The Generous Reader

In a recent Quill & Quire review of Michael Kenyon’s Relit award winning novel The Beautiful Children the reviewer, Steven Beattie, comments: “The novel’s syntax is flayed to the bone; some readers may have difficulty orienting themselves within the expressionistic geography Kenyon has created. Sapporo travels “into a sky so large and blue above grassland so bald they must have been immediately connected,” en route to an unidentified desert. The language mirrors Sapporo’s own confusion, but readers accustomed to a more conventional form of narrative may find these sections off-putting.”

The comments caught my attention because they mirrored some thoughts I had a year or so before when reading the manuscript. Kenyon’s novel was certainly not going to be confused with pulp fiction but it was also likely going to ask for an audience of generous readers with the patience to absorb Kenyon’s often demanding writing.. In contracting an editor I knew that it would be a waste of money if that editor couldn’t share Kenyon’s vision and couldn’t be the kind of responsive reader that could enrich the novel further. Thistledown’s choice of Seán Virgo was the right one.

Virgo’s writing has been praised and respected for decades. The UK’s Literary Times Supplement had singled out his strengths as “A gift for language ... forceful yet understated - the sure mark of a talented artist.” Closer to home reviews in Saturday Night exclaimed “A superb confidence ... monstrously ambitious ...  visceral, erotic. Books In Canada enthusiastically identified his work as possessing  “ Shattering intensity ... “and being “haunting, beautiful, intense, absorbing.”  As an editor, his work has been equally lauded for its insight into the process and his language intuition and instinct.
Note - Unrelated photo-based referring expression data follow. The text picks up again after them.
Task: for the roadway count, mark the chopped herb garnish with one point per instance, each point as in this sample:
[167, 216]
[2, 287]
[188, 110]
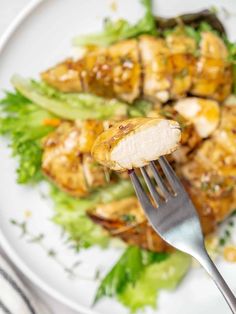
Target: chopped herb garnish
[128, 218]
[222, 241]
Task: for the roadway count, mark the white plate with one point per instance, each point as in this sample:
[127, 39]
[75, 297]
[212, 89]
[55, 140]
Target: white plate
[42, 38]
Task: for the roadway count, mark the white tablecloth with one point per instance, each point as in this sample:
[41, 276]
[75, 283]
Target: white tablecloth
[8, 10]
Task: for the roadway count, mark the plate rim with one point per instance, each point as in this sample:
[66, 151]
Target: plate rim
[8, 250]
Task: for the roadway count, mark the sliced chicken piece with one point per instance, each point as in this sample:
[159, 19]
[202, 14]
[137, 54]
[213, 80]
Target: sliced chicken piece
[63, 160]
[157, 69]
[96, 73]
[203, 113]
[125, 219]
[135, 142]
[182, 57]
[211, 174]
[109, 72]
[213, 73]
[219, 153]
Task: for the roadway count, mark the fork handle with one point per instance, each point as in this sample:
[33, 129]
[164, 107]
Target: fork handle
[214, 273]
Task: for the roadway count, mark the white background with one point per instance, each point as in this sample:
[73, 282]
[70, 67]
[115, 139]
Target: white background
[8, 11]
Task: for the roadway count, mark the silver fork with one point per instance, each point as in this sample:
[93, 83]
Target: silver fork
[175, 219]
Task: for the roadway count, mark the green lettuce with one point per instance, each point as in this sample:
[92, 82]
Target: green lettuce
[22, 122]
[139, 275]
[121, 29]
[71, 213]
[165, 275]
[69, 106]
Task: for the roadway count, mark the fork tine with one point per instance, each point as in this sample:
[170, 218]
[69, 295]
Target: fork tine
[161, 184]
[171, 176]
[141, 194]
[151, 187]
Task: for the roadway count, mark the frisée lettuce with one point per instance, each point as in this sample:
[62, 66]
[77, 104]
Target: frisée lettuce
[70, 106]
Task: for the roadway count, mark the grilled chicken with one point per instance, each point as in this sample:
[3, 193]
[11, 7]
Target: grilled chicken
[156, 68]
[109, 72]
[66, 160]
[125, 219]
[207, 171]
[203, 113]
[135, 142]
[213, 74]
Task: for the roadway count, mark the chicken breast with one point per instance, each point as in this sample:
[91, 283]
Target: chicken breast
[157, 69]
[182, 57]
[213, 73]
[110, 72]
[135, 142]
[125, 219]
[211, 173]
[203, 113]
[66, 160]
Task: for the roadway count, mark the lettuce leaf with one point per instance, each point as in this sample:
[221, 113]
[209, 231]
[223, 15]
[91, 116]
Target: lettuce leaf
[71, 213]
[69, 106]
[127, 271]
[139, 275]
[158, 276]
[22, 122]
[121, 29]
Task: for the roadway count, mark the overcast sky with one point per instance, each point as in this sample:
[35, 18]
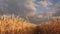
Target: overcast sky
[34, 8]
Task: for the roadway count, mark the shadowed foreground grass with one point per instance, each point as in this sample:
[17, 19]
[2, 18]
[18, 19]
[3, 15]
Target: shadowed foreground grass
[14, 25]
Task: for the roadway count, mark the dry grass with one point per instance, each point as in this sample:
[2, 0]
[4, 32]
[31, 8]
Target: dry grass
[14, 25]
[49, 27]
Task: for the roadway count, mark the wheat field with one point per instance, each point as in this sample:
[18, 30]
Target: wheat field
[14, 25]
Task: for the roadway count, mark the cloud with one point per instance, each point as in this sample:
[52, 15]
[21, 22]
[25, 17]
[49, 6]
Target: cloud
[20, 7]
[57, 9]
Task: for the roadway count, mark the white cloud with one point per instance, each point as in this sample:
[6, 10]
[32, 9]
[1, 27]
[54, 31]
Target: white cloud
[21, 7]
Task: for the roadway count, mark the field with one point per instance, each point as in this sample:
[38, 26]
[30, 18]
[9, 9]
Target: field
[14, 25]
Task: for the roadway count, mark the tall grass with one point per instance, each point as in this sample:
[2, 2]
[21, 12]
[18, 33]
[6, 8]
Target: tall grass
[14, 25]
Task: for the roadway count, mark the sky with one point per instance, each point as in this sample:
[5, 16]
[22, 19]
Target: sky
[37, 10]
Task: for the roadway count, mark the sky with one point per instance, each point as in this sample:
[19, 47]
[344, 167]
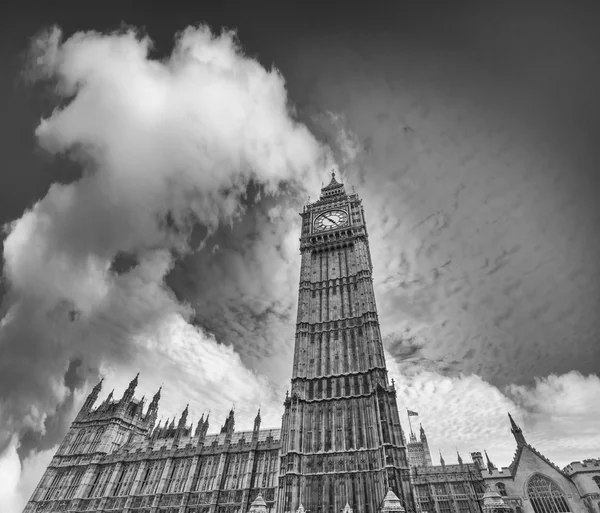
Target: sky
[156, 159]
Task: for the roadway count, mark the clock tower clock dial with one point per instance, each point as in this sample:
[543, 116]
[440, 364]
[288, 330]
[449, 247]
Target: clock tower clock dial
[341, 439]
[330, 220]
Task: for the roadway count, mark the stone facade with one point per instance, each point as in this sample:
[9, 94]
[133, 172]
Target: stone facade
[340, 447]
[341, 436]
[586, 476]
[418, 450]
[533, 484]
[114, 459]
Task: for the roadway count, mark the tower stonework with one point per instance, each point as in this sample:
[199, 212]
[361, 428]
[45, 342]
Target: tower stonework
[341, 436]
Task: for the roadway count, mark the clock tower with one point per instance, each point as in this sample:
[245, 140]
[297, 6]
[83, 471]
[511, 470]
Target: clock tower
[341, 436]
Yet, within his body of work there is a novel that left even some of the most credible reviewers grappling for a way through it or a way to appreciate it. As Beattie had said in his review of Kenyon’s The Beautiful Children- “readers accustomed to a more conventional form of narrative may find these sections off-putting”. Virgo’s novel Selakhi left many readers hovering between its covers. What  to make of a work  that has the density of Rimbaud’s imagery in “Le Bateau ivre,” (The Drunken Boat) , shares a structure of Umberto Eco’s  Foucault’s Pendulum, fearlessly pursues literary allusions with the passion of Eliot’s The Waste Land, and offers the reader a pidgin English as delightfully unfamiliar as Joyce’s ancient slang in Finnegan’s Wake?

For one national reviewer his closing dispatch read:  “There may be a reader who can appreciate Selakhi, but for me it wasn't worth the trouble it took to read it.” Another reviewer concluded:  “The aesthetics that initially draw the reader in become alienating.” Some had to settle for intellectual fences as “Virgo's narrative techniques of limited third-person perspective and limited stream of consciousness are appropriate to this labyrinth.” But as Virgo himself said of the novel: “This was the aesthetic I was interested in.” Of course, a novel six years in preparation wasn’t lost on everyone.  It has variously been described as “a tour de force”, "dazzling", "a rediscovery in the liberating energy of words"; and it was on the short list for the W. H. Smith/Books in Canada First Novel Award, More importantly it found favour with a horde of readers who championed its subversive originality.

 As a publisher who has read Selakhi, I can say that I would have liked to have published it, and to have it on Thistledown’s list. Too many books drift away into oblivion as soon as they are read. Too many are praised for their accessible rewards. Selakhi is not one of them.  Its estranged eloquence is challenging and it is not a novel for those easily distracted by complexity. It is a memorable and wild read as fiercely original as any book ever published in Canada.  Because it was intricate and demanding did not mean that the reader had to decipher it, because it was hermetic did not mean that the reader had to “solve” its mysteries. The point was that Selakhi was beyond that kind of interpretation in the same way a long extended dream exists beyond its immediate eloquence, or the way artworks of exacting style emerge after centuries of observation. So much depends upon the audience, always. As Virgo himself has said “Reading is (can be, should be, might be, must be) an act of desire and generosity … The generosity lies in opening yourself with complete attention to someone else’s words and understanding.”  In the end perhaps as many readers failed Selakhi as believe were failed by it.

Keeping the serious book alive is a responsibility shared by publishers and readers — and, one might add, editors. For these reasons, Virgo’s immensely successful edit of Kenyon’s award-winning The Beautiful Children can be seen as a fated encounter.